La joven sintió que un nudo se le formó de golpe en la garganta, tanto era así que hizo el intento de hablar pero ninguna palabra salió de ella.
—Sé que te parecerá una locura, pero lo necesito. Entenderé que no quieras pero tengo que intentarlo. Si accedes, por favor, reunámonos a las 2 de la madrugada en este mismo punto. Espero poder llegar puntual pues si no me equivoco no hay un solo reloj en la casa en la que vivo. Adiós, Carmen, espero que decidas que sí.
Dicho esto dio media vuelta sin poder creer el mismo sus propias palabras. No sabía si el rostro de la joven se debía a la sorpresa de la proposición o a un sentimiento de disgusto al no saber cómo decir que no.
Comenzó a andar el camino de vuelta.
Cuando apenas llevaba recorridos unos metros escuchó la voz de la joven a sus espaldas. Vociferaba su nombre. Ante esto dio media vuelta.
Cuando lo hizo observó a una Carmen que corría hacia él como podía debido a la larga falda que vestía, llevaba algo en la mano, algo que Juan no supo identificar en un primer momento.

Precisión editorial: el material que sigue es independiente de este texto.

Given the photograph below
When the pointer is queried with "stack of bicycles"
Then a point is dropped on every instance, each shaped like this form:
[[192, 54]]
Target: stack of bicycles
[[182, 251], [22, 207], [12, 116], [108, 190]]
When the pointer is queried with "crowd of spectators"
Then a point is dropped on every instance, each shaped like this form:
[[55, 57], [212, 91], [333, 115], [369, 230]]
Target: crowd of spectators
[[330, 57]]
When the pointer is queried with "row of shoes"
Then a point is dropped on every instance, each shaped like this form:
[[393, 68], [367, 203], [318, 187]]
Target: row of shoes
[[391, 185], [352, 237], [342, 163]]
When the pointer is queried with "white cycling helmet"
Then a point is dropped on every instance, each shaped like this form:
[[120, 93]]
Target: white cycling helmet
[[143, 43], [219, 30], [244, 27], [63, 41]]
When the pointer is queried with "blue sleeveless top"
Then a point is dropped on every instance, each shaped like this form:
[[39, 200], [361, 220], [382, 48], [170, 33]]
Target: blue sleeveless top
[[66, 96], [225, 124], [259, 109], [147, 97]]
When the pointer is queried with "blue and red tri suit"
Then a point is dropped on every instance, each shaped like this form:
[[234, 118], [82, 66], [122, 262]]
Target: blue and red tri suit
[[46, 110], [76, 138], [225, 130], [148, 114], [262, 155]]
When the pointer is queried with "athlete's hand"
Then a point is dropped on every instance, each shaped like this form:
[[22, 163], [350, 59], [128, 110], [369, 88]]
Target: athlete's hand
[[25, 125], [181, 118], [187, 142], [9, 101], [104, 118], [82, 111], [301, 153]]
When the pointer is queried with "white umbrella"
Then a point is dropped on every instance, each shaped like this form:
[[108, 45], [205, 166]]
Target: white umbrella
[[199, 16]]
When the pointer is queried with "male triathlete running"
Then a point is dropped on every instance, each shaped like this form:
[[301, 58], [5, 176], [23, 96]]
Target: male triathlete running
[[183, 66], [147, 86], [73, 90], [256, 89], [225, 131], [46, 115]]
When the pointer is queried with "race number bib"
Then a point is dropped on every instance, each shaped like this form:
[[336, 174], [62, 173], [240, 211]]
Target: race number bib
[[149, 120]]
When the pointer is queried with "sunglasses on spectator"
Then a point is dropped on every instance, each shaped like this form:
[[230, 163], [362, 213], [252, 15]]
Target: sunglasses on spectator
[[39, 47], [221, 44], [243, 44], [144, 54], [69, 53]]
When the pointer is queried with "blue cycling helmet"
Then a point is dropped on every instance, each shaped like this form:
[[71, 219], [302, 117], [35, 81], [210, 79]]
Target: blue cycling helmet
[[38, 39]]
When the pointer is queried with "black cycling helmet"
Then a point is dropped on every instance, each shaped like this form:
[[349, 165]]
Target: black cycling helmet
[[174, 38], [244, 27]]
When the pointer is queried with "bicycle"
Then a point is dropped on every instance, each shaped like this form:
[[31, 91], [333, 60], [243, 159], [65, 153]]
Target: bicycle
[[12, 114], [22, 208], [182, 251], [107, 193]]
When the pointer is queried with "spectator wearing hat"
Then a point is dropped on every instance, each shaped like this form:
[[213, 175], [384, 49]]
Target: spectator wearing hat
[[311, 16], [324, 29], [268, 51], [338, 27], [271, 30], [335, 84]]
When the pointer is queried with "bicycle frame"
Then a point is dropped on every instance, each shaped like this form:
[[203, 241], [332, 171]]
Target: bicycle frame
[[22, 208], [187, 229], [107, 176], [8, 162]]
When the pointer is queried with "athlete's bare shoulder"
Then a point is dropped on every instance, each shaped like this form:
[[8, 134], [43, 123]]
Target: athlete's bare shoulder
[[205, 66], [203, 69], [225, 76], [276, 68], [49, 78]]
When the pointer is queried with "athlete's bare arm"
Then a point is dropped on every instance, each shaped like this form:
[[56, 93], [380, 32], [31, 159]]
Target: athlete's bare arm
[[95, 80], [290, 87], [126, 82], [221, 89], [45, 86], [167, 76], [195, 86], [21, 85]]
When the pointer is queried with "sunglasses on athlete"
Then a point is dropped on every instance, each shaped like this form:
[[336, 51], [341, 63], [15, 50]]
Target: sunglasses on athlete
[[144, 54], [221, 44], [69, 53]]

—Toma —dijo jadeante al llegar hasta su posición.
Juan extendió la mano y esta dejó caer un objeto no demasiado grande en ella. Era su reloj de muñeca. El que tanto quería ella.
—Para que no llegues tarde —dijo con una sonrisa muy nerviosa.
Sin decir más dio media vuelta y se marchó por donde había venido corriendo para después continuar por el camino que le conduciría hasta su domicilio, pero esta vez sin tomar callejones oscuros.